Posted by Graham Wheeler on Sunday, December 27, 2009

My 5 year old daughter wanted to heat something up in the microwave. I suggested she use a minute, and she asked me how to enter that. I said enter 1, 0, 0, Start. “But when mom tells me to do a minute she says 6, 0, Start”, she responded. I wasn’t sure how to explain to her that 1:00 minute is the same as 60 seconds; microwaves are confusing enough to her as is.

So why are there are 60 seconds in a minute? Why not 100? The answer lies about 4000 years ago, in some of the earliest known mathematics, of Sumeria and Babylon. The Sumerians and later the Babylonians used a sexagesimal (base 60) number system for their astronomy (although they used decimals for day-to-day applications). They had no way to represent non-whole numbers other than as fractions, and 60 was a convenient base as it has a large number of factors; in particular it can represent 1/2, 1/3, 1/4, 1/5, and 1/6 all with whole numerators. In fact sexagesimal notation can be used to exactly represent any fraction in which the denominator has prime factors of 2, 3, and/or 5 (as these are the prime factors of 60), with a finite number of symbols.

Interestingly, both cultures did not have 60 distinct symbols but still used base 10 representation for numbers in the range 0..59, with narrow vertical wedges for 0..9 and thicker horizontal “corner” signs for 0..5 tens:

However, numbers were encoded as base 60 using place notation. For example, decimal 63.3 would be written as 1, 3 . 18.

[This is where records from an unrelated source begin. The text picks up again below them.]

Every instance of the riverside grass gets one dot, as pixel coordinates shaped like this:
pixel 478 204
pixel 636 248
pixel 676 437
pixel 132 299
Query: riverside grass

As there was no symbol for zero interpreting these numbers sometimes had to be done in context; often a space was used although various other symbols were introduced later, like slanting wedges. As far as we know these symbols didn’t represent “zero” as we understand it - that came later - but just represented a “void” position.

Sumeria was invaded by the Akkadians around 2350BC, who adopted the Sumerian system but introduced new symbols for hundreds and thousands.

This system was an improvement over the earlier Egyptian notation, which was base 10 but, apart from a few special cases, was limited to fractions with one as the numerator (i.e. reciprocals only).